Walmart attorneys have filed motions in a wrongful death lawsuit stating that Ronald Ritchie, the man who first called 911 from the Beavercreek Walmart stating there was a suspicious man with a gun in the store, was the "legal and proximate cause" of John Crawford III's shooting death by a Beavercreek police officer on Aug. 5, 2014.
“Ronald Ritchie’s lies are the sole reasons why police came into the (Beavercreek Walmart) store with their guns drawn,” Walmart attorneys wrote. “Ronald Ritchie intentionally lied to the police. Ronald Ritchie was not a good Samaritan who was mistaken.”
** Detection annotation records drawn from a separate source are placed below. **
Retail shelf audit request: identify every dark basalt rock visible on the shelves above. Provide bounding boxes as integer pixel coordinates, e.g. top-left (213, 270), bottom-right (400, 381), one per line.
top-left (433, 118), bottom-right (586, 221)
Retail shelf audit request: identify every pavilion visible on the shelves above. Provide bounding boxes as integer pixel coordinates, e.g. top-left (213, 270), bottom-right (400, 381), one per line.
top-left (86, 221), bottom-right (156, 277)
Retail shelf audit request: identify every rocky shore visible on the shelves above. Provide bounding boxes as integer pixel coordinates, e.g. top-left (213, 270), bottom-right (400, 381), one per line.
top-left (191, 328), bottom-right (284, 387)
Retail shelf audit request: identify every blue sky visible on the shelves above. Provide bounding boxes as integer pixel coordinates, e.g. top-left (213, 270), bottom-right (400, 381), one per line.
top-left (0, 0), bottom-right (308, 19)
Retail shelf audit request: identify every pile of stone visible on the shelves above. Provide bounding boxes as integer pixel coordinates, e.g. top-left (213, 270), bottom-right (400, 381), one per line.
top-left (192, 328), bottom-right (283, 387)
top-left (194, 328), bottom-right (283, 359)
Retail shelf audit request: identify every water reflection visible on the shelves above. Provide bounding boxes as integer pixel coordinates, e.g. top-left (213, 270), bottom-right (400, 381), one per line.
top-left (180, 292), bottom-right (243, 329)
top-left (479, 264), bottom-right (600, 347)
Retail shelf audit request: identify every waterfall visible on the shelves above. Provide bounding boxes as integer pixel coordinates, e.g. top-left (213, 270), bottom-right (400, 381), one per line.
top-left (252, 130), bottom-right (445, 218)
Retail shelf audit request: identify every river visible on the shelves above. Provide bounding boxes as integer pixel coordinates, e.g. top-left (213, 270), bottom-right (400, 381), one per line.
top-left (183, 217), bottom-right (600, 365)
Crawford, 22, of Fairfield, was shot to death Aug. 5, 2014, by Beavercreek police Officer Sean Williams after Ritchie told dispatchers a black man was holding a rifle, appeared to be loading it and waving it near people, including children. Crawford was holding a Crosman MK-177 BB/pellet rifle he found unpackaged on a store shelf.
Crawford’s parents have sued Walmart, Beavercreek and its police officers in Dayton’s U.S. District Court.
The trial is scheduled for Oct. 28. The Sixth Circuit Court of Appeals is considering an appeal by Beavercreek arguing that its officers should be protected from the family's lawsuit because of qualified immunity.
Crawford family attorney Michael Wright said the family believes responsibility for the shooting remains with the store, Walmart, and the city of Beavercreek.
“Ritchie would not have called 911 had the BB gun been secure in the box,” Wright said Tuesday. “So, Walmart’s ultimately responsible for this event.”
Walmart attorneys wrote that there was nothing ambiguous about Ritchie’s conduct. They wrote Ritchie saw Crawford walking around with the MK-177 in one hand, talking on his cellphone “and nothing else.”
Ritchie never saw Crawford “load” anything with live rounds or “muzzle check” women and children, Walmart attorneys wrote.
“At worst, Ronald Ritchie could have believed he saw Mr. Crawford legally open carry a firearm,” Walmart contends. “Nevertheless, Ronald Ritchie made the conscious decision to call 911 and falsely report an act of violence and hostility towards some of the most vulnerable in our society, mothers and their children, with the clear knowledge that this alleged threat of violence would be met with armed resistance leading to the detention and/or death of Mr. Crawford.”
The attorneys contend the “blatant lies” and “intentional fabrication” led Beavercreek police to say the reason they came into the store was they believed an “active shooter” was present and that officers didn’t talk to any Walmart employee.
“Ronald Ritchie’s lies are the sole reasons why police only gave Mr. Crawford seconds to put down the air rifle before shooting him,” attorneys wrote. “In fact, the police officers admitted that the false statements were the reason for shooting and killing Mr. Crawford.”
Walmart intends to reference surveillance video, Ritchie’s 911 call, his interview with the Ohio Bureau of Criminal Investigation, Ritchie’s deposition and media interviews and other evidence.
Beavercreek’s attorneys wrote in a recent motion that they do not intend to defend their actions by trying to blame Ritchie or anyone else.
“However, (Walmart) plans to do so,” Beavercreek attorneys wrote. “The jury is likely to be confused as to why one defendant is pointing at Ritchie while the other one is not. The potential for jury speculation and confusion as to this question is limitless.”
Ritchie was not originally considered for any criminal charges by a Greene County special grand jury.
A citizen-led effort to bring charges against Ritchie in Fairborn Municipal Court ended when special prosecuting attorney Mark Piepmeier said there was no reason to believe that Ritchie knowingly made a false report.
Piepmeier oversaw the special grand jury proceedings that resulted in Williams not facing any criminal charges. Neither Williams nor Sgt. David Darkow, who also responded to the Beavercreek Walmart, faced any federal civil rights violations after the U.S. Dept. of Justice said it did not have enough evidence.
Attempts to reach Ritchie for comment Wednesday were not successful.
In a deposition he gave in 2016, Ritchie said he regrets the loss of life, but that he didn’t feel responsible or regret his actions.
“I have actually been asked this question before in grand jury,” Ritchie said in a deposition taken in St. Petersburg, Florida. “And I said then that if something like this was to happen again, I’d probably do the same thing.”